In film and television, as in life, people occasionally attempt to make their own clothes. Sometimes their efforts are brilliant, but sometimes they are far from it. I’ll start with the impressive.
In the movie Enchanted, Amy Adams’ character, Giselle, finds herself in the strange “land” of New York wearing a wedding dress with a giant skirt. She industriously makes a dress out of her host’s curtains, a la Scarlett O’Hara. What has always impressed me about this scene is the detail. You can see the specific pattern pieces Giselle cuts out of the curtains, and they are not random at all. Unlike many other on-screen attempts, her cut-outs look like real pattern pieces that could be used to create an actual dress. (Granted, she inexplicably and mysteriously finds pink pumps to go with a second dress she creates later, but at least her dressmaking skills are realistic!)
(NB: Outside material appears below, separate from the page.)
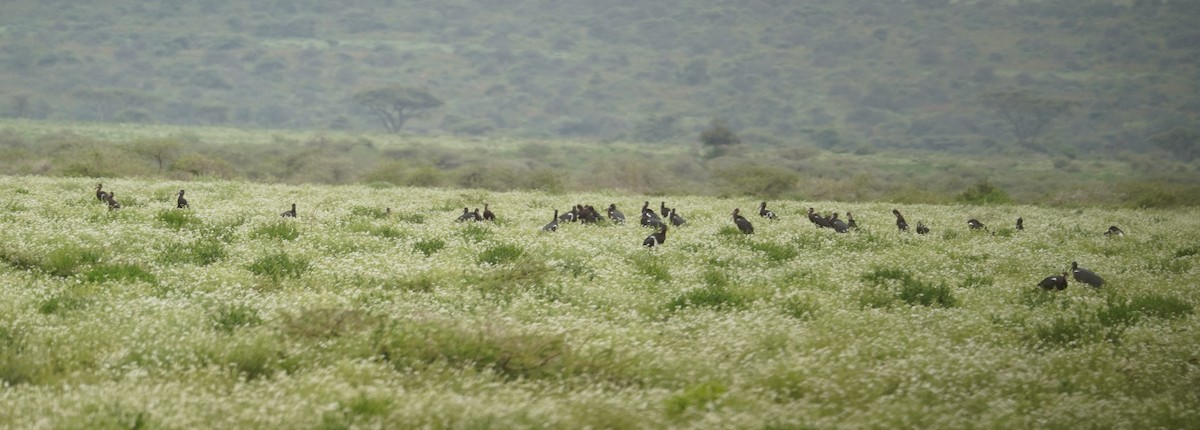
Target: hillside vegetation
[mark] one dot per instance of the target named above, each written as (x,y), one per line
(228,316)
(863,75)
And then, of course, there are the sewing-challenged, whose valiant efforts can yield great comic moments. One of my favorites is from a true comedy legend, Lucille Ball. On I Love Lucy, Lucy tires to save money by making her own dress. Her problems begin when, after finding manicure scissors inadequate, she cuts out her fabric with a razor blade. One ruined carpet later, she has her pieces cut out and must figure out how to work a sewing machine. In classic Lucy fashion, the results are far from perfect. Ethel’s response says it all: “It looks like you made it with your own two feet.” It really is a mess of a dress, but you can’t help feeling sorry for Lucy at the same time. As any beginning sewer can tell you, it can be pretty intimidating!
Another of my favorite fashion attempts gone wrong is from yet another classic sitcom, The Cosby Show. In another effort to save money, Denise offers to recreate a designer shirt for her brother, Theo, so that he can look cool. The result is a hilariously ill-fitting, bright yellow shirt, complete with sleeves of different lengths. Theo is furious, until people see him and label him as fashion-forward. All is then, of course, forgiven.
I always find these DIY fashionistas entertaining, whether or not they’re successful. And they certainly get credit for at least trying. I also applaud the costume designers, particularly where the end result had to be so wrong. It’s not easy to make a flawless garment, but it’s not a cinch to make something terrible on purpose either. Although I imagine it’s probably a lot of fun.
*Enchanted’s costume designer was Mona May; The Cosby Show’s was Sarah Lemire. This particular episode of I Love Lucy does not list a costume/wardrobe credit.